La haine de l’autre (soi) chez les juifs et chez les noirs, cas des antisémites noirs et des juifs racistes
D’où provient cette haine ?
Certaines épreuves douloureuses de la vie, notamment celles liées à l’être, ont blesse violement et pour longtemps le noir ou le juif. Ces blessures sont autant de deuils que ce dernier devra effectuer pour ne plus en souffrir et pour éviter, plus tard, les conduites auto-destructrices : deuil de ne pas être blanc ou non-juif– deuil de ne pas avoir ou de ne pas avoir eu ce qu’on eu les autres correspondant à l’idéal, deuil d’être né différent ect.....
Faire le deuil, rappelons-le, c’est accepter l’inéluctable, c’est accepter la frustration et la souffrance de ne pas avoir été comblé par la vie qui n’a pas été en mesure de nous apporter ce que nous désirions.
Le noir ou le juif souffrant se juge donc différent et se déprécie ou déprécie l’autre.
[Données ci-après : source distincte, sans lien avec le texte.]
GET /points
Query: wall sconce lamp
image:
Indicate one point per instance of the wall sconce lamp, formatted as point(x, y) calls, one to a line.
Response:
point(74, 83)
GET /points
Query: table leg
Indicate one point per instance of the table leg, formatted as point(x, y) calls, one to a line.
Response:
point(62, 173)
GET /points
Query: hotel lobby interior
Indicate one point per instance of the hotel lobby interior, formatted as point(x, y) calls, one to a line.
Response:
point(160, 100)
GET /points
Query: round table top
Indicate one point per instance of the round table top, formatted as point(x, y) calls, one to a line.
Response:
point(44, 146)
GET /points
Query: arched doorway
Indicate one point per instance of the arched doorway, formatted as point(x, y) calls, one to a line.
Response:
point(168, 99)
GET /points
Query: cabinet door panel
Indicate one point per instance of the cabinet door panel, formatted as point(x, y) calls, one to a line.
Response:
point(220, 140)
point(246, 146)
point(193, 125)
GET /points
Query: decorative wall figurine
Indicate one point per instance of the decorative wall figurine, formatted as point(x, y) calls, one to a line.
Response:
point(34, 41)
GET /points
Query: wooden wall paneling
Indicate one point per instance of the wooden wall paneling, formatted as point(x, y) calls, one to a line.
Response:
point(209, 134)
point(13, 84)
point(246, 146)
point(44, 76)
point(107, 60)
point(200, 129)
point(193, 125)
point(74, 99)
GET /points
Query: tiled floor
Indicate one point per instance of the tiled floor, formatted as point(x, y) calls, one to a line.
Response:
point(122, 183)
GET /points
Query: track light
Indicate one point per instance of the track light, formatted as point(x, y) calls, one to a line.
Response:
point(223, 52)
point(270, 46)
Les souffrances vécues par lui ne sont pas vécues comme des épreuves inhérentes à toute vie, mais comme une punition contre lui qui est mauvais et qui mérite ce qui lui est arrivé.
C’est la combinaison de ce sentiment d’injustice et les blessures narcissiques qui en découlent, qui fait le lit de la haine de l’autre (soi).
Le noir ou le juif en soi qui n’a pas eu la possibilité de faire ses deuils, devient un adulte haineux, souffrant et infantile. Ne s’acceptant pas, il accepte d’être un autre (un antisémite, un raciste) et c’est ainsi qu’il se retrouve seul, isolé par l’incompréhension et la haine, dans l’incapacité d’assumer la vie réelle et les épreuves de leur vie d’adulte.
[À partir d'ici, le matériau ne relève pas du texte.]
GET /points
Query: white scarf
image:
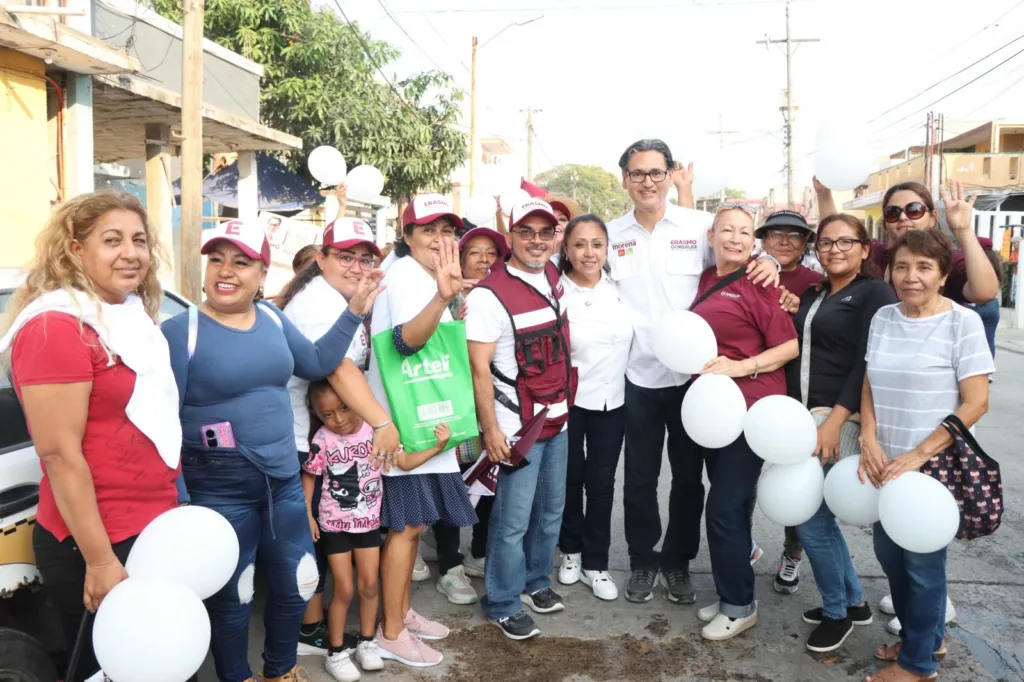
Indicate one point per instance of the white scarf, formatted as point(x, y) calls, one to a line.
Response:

On le voit, le juif ou noir haineux pathologique n’est donc, ni plus ni moins, un noir ou un juif souffrant et pétri de rancoeur contre lui-même et contre la vie, la vraie vie et qui fait semblant.
Alors ? D’abord soigner le noir ou le juif qui est en soi, apprendre à l’accepter, à l’aimer.....apprendre à s’aimer...pour accepter l’autre, tous les autres.....
Ne jamais oublier que savoir c’est comprendre, comprendre c’est accepter une réalité, accepter c’est aimer...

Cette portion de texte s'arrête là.